# Margarita Wings



## kitchenelf (Oct 22, 2003)

How can a combination of "margarita" and "wings" be so bad!!!!  8) 

Margarita Wings

1 dozen whole chicken wings 
1/4 cup tequila 
1/4 cup thawed, frozen limeade concentrate 
2 tbsp. Triple Sec 
1-1/2 tbsp. cilantro, chopped 
1 large or 2 small cloves garlic, minced 
1 jalapeno pepper, seeded and chopped 
Juice of 1 lime

Directions: Combine all ingredients in a zip-top bag. Marinate in refrigerator at least 8 hrs. Grill.


----------



## MJ (Oct 18, 2005)

kitchenelf said:
			
		

> How can a combination of "margarita" and "wings" be so bad!!!!


It can't! 

I don't know how I missed this one, but thanks kitchenelf - this would be a great snack for the Packers game this Sunday.


----------



## SizzlininIN (Mar 21, 2006)

Thanks for the recipe Kitchen........I've saved it and will def. be trying it soon.


----------



## Dancer in the kitchen (Apr 8, 2007)

kitchenelf said:
			
		

> How can a combination of "margarita" and "wings" be so bad!!!! 8)
> 
> Margarita Wings
> 
> ...


 
I'm a little behind the times here, but was ISO of grilling wings AND corn on the cob. This recipe sounds Dee-Lish! How long do you grill the wings? Also, if you separate the drumettes from the rest of the wing is it still the same amount of time grilling?


----------



## kitchenelf (Apr 8, 2007)

Dancer, the time may be a little less only because when it's the drumette only it sets on the grill better.  I'd say, turning over occasionally, 20 - 30 minutes or so.  That's strictly a guess.  Occasionally I close the lid too to create an oven to help in the cooking process if the wings are extremely large.


----------



## Barb L. (Apr 8, 2007)

Those sound so yummy, thanks for the recipe - can you drink the marinade ?  lol


----------



## kitchenelf (Apr 8, 2007)

Barb L. - I think we should give it the ol' college try!!!!!!!!!!!!!!!!!


----------



## Dancer in the kitchen (Apr 9, 2007)

kitchenelf said:
			
		

> Dancer, the time may be a little less only because when it's the drumette only it sets on the grill better. I'd say, turning over occasionally, 20 - 30 minutes or so. That's strictly a guess. Occasionally I close the lid too to create an oven to help in the cooking process if the wings are extremely large.


 
I'll keep that in mind. So what would the total cooking time be? That's what I'm mostly confused on. When I cook in the oven, I usually cook the wings on 375 for one hour & then drop it to 350 for 1/2 hour after basting it with BBQ sauce. (These are separated wings)

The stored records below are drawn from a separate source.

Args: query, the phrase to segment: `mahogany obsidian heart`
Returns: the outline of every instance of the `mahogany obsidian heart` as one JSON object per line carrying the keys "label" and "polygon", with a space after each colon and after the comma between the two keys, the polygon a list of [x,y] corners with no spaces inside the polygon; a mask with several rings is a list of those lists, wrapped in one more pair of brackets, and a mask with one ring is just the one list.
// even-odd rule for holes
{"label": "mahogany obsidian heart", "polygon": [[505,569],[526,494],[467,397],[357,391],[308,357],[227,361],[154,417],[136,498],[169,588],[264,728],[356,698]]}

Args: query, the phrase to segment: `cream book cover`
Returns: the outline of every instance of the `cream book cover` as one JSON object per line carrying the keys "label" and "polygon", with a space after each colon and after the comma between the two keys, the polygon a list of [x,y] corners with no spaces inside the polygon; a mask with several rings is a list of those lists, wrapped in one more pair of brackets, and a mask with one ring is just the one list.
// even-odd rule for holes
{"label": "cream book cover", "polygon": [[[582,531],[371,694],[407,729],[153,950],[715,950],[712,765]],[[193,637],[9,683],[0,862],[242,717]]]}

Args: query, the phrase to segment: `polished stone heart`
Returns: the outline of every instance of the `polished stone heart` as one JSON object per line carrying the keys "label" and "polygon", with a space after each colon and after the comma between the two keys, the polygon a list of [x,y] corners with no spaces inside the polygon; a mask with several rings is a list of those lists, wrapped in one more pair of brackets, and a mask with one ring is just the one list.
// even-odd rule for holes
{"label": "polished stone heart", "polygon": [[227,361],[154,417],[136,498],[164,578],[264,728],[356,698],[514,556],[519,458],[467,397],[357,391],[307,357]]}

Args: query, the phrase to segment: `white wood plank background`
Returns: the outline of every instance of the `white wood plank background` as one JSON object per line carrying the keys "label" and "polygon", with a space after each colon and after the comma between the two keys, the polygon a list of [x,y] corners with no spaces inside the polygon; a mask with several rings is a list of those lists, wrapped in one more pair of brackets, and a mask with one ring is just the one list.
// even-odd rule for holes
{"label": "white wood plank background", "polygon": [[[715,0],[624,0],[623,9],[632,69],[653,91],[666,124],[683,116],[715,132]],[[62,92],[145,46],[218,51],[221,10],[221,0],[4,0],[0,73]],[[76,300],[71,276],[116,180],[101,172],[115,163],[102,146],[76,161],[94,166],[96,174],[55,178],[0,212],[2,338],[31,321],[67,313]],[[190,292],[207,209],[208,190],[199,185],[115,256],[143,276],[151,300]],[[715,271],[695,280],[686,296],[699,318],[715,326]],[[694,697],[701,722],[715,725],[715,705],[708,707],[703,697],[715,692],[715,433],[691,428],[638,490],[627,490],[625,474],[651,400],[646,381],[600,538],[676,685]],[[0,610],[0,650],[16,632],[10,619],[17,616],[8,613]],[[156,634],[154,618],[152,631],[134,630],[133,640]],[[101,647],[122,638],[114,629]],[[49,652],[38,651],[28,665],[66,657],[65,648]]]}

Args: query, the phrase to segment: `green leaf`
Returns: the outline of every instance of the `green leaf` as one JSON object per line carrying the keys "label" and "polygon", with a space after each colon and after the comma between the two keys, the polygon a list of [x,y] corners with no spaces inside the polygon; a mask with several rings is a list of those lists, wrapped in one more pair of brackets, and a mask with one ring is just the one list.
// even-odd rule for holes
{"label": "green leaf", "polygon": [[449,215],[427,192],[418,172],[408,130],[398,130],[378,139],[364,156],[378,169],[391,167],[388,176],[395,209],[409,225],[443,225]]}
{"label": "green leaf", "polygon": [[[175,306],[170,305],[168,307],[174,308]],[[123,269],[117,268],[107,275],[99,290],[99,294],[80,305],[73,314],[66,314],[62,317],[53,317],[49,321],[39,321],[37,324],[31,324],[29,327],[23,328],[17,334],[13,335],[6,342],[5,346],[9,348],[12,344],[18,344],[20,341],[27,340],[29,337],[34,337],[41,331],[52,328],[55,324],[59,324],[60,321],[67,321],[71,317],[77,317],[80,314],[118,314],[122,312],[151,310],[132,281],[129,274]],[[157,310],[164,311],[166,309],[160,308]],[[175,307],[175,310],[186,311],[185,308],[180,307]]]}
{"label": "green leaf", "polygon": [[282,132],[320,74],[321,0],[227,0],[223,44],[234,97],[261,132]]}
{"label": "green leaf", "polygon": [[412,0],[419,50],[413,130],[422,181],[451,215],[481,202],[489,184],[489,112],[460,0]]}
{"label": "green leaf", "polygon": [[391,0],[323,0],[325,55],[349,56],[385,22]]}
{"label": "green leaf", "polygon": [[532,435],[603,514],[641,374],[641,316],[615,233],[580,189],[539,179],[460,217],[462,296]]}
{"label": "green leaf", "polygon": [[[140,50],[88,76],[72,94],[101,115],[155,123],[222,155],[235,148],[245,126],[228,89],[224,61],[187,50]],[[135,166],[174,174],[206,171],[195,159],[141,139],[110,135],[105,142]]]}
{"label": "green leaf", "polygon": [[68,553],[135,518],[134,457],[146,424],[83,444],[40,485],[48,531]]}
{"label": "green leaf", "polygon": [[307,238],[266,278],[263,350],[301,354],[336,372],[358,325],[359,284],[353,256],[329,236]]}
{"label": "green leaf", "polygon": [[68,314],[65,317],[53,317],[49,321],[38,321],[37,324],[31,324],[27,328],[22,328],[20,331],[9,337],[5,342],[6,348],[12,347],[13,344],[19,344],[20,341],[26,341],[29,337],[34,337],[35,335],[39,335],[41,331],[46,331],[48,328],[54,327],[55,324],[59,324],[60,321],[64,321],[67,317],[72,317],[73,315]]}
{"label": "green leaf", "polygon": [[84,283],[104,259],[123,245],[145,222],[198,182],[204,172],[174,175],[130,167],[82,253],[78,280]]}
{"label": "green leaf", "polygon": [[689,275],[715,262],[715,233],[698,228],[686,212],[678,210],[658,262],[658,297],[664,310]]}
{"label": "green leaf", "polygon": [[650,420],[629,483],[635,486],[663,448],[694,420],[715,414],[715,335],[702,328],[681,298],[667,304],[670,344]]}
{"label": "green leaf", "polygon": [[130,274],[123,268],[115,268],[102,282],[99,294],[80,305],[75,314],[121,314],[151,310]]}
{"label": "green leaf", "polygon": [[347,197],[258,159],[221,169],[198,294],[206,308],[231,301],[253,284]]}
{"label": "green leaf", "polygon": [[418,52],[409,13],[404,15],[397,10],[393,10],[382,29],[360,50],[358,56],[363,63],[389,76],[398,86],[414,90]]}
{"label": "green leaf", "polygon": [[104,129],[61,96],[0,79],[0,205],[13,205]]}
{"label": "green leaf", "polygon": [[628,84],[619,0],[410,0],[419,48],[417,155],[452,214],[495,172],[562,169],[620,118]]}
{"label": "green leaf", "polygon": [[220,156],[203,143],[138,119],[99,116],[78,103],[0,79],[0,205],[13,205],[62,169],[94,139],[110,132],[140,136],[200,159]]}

BTW - I'm with Barb L. -- I'm for drinking the marinade (b4 putting the wings in of course). Ya gotta taste it, right!?


----------



## college_cook (Apr 9, 2007)

Thanks for bringing this recipe back from the dead... because omg does it sound incredible.


----------



## CasperImproved (Apr 11, 2007)

Kitchenelf - Your recipe sounds *so* good. When I get around to actually trying them, I will do them in the oven, and post a reply if the alcohol does not keep me from remembering.  Casper


----------